Her tone was casual but her eyes moved curiously over Maliay's face. They stood for a moment, woman and girl, staring at each other. Then the handshake was broken; Crighton was at the door.

"Goodbye, Dizra. I shall see you at Dragon Mort."

"I think that will do, girls," said the slightly silver-haired Crighton at my side, and seconds later she, Sian and I were soaring weightlessly through darkness once more, before we landed squarely in the present-day office.

"Sit down, girls," said Crighton, landing between Sian and I.

Sian and I obeyed, and I could tell that her mind, just like mine, was still full of what we had just seen.

"Did you know, Ma - then?" asked Sian.

"Did I know that I had just met the most Dark witch of all time?" said Crighton. "No, I had no idea that she was going to grow up to be what she is. However, I was certainly intrigued by her. I returned to Dragon Mort intending to keep an eye upon her, something I should have done in any case, given that she was alone and friendless, but which, already, I felt I ought to do for others' sake as much as hers.

"Her powers, as you heard, were surprisingly well-developed for such a young witch and - most interestingly and ominously of all - she had already discovered that she had some measure of control over them, and began to use them consciously. And as you both saw, they were not the random experiments typical of young wizards: she was already using magic against other people, to frighten, to punish, to control. The little stories of the strangled rabbit and the young boy and girl she lured into a cave were most suggestive ... I can make them hurt if I want to ..."

"And she was a Parshydamouth," I interjected.

"Yes, indeed; a rare ability, and one supposedly connected with the Dark Arts, although, as we know, there are Parshydamouths among the great and good too. In fact, her ability to speak to reptiles did not make me nearly as uneasy as her obvious instincts for cruelty, secrecy and determination.

"Time is making fools of us again," said Crighton, indicating the dark sky beyond the windows. "But before you and I part, Kiara, I want to draw your attention to certain features of the scene we have just witnessed, for they have a great bearing on the matters we shall be discussing in future meetings.

"Firstly, I hope you girls noticed Maliay's reaction when I mentioned that another shared her first name, "Dizra"?"

Sian and I nodded.

"There she showed her contempt for anything that tied her to other people, anything that made her ordinary. Even then she wished to be different, separate, notorious. She shed her name, as you know, within a few short years of that conversation and created the mask of "Lady Zira" behind which she has hidden for so long.

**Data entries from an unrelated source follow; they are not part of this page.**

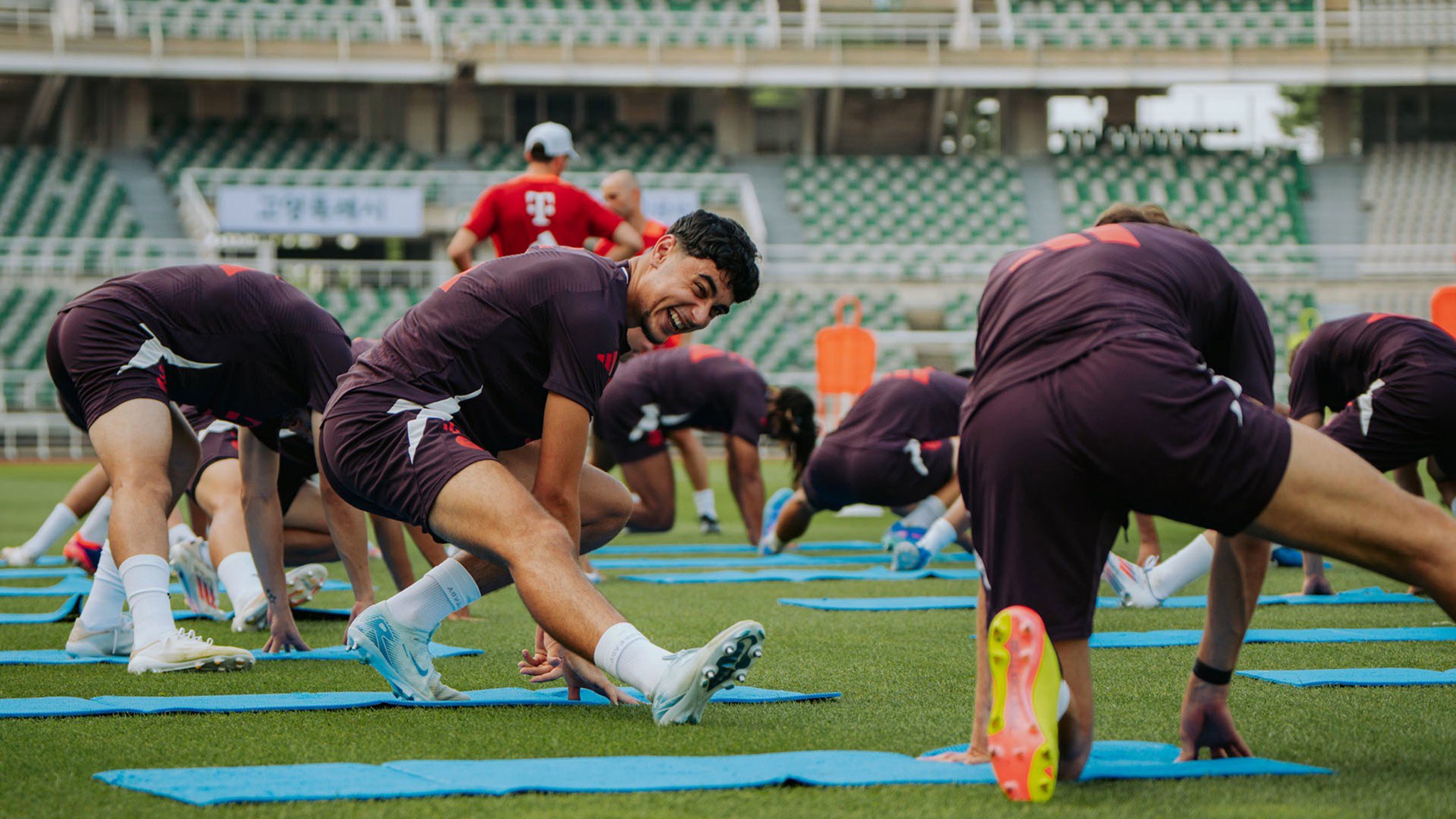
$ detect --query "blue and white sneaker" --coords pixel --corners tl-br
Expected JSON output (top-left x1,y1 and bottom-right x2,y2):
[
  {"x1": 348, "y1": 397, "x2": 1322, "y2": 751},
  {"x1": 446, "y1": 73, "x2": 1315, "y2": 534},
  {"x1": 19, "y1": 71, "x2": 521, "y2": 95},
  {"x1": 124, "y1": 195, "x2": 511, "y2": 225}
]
[
  {"x1": 1102, "y1": 552, "x2": 1163, "y2": 609},
  {"x1": 348, "y1": 604, "x2": 466, "y2": 702},
  {"x1": 759, "y1": 487, "x2": 793, "y2": 544},
  {"x1": 653, "y1": 619, "x2": 764, "y2": 726},
  {"x1": 889, "y1": 540, "x2": 935, "y2": 572}
]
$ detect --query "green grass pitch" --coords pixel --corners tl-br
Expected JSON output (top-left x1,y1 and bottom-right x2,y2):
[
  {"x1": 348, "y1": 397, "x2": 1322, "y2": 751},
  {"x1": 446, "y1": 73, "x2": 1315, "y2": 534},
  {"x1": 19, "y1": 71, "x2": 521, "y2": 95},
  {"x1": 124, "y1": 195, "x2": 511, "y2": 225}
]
[{"x1": 0, "y1": 462, "x2": 1456, "y2": 819}]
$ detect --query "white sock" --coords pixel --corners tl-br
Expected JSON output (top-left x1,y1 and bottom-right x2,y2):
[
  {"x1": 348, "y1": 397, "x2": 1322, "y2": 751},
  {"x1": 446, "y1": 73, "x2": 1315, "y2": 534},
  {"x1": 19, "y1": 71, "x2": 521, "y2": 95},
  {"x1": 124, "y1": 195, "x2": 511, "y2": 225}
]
[
  {"x1": 920, "y1": 518, "x2": 955, "y2": 555},
  {"x1": 79, "y1": 547, "x2": 127, "y2": 631},
  {"x1": 168, "y1": 523, "x2": 192, "y2": 547},
  {"x1": 118, "y1": 555, "x2": 178, "y2": 648},
  {"x1": 1147, "y1": 535, "x2": 1213, "y2": 599},
  {"x1": 80, "y1": 496, "x2": 111, "y2": 544},
  {"x1": 593, "y1": 622, "x2": 671, "y2": 697},
  {"x1": 385, "y1": 560, "x2": 481, "y2": 631},
  {"x1": 21, "y1": 503, "x2": 75, "y2": 560},
  {"x1": 900, "y1": 496, "x2": 945, "y2": 529},
  {"x1": 693, "y1": 487, "x2": 718, "y2": 520},
  {"x1": 217, "y1": 552, "x2": 264, "y2": 611}
]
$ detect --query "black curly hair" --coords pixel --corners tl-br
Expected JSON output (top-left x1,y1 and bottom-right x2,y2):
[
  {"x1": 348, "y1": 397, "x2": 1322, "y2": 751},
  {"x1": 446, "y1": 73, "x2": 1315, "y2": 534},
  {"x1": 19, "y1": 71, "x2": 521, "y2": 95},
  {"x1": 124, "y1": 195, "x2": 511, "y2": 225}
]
[
  {"x1": 767, "y1": 386, "x2": 818, "y2": 487},
  {"x1": 667, "y1": 208, "x2": 759, "y2": 303}
]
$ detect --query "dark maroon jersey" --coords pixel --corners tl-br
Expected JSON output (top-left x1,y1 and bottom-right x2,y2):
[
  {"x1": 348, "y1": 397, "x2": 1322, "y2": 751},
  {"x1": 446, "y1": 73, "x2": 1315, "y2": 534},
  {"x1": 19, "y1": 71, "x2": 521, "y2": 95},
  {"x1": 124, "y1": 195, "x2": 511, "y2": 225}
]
[
  {"x1": 967, "y1": 225, "x2": 1274, "y2": 414},
  {"x1": 824, "y1": 368, "x2": 970, "y2": 449},
  {"x1": 603, "y1": 344, "x2": 769, "y2": 443},
  {"x1": 1288, "y1": 314, "x2": 1456, "y2": 418},
  {"x1": 61, "y1": 265, "x2": 353, "y2": 440},
  {"x1": 339, "y1": 247, "x2": 629, "y2": 451}
]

"I trust that you both also noticed that Dizra Maliay was already highly-sufficient, secretive and, apparently, friendless? She did nor want help or companionship on her trip to Diagon Alley. She preferred to operate alone. The adult Zira is the same. You will hear many of her Love Destroyers claiming that they are in her confidence, that they alone are close to her, even understand her. They are deluded. Lady Zira has never had a friend, nor do I believe that she has ever wanted one.

"And lastly - I hope you girls are not too sleepy to pay attention to this - the young Dizra Maliay liked to collect trophies. You saw the box of stolen articles she had hidden in her room. These were taken from victims of her bullying behaviour, souvenirs, if you will, of particularly unpleasant bits of magic. Bear in mind this magpie-like tendency, for this, particularly, will be important later.

"And now, it really is time for you to go to bed, Kiara. Sian, would you mind staying behind, please?"

Sian nodded and remained seated as I got to my feet. As I walked across the room, my eyes fell upon the little table on which Marmarin Mackay's ring had rested last time, but the ring was no longer there.

"Yes, Kiara?" said Crighton, for I had come to a halt.

"The ring's gone," I said, looking around. "But I thought you might have the mouth-organ or something."

Crighton merely beamed at me.

"Very astute, Kiara, but the mouth-organ was only ever a mouth-organ."

And on that enigmatic note she waved to me, and I understood myself to be dismissed.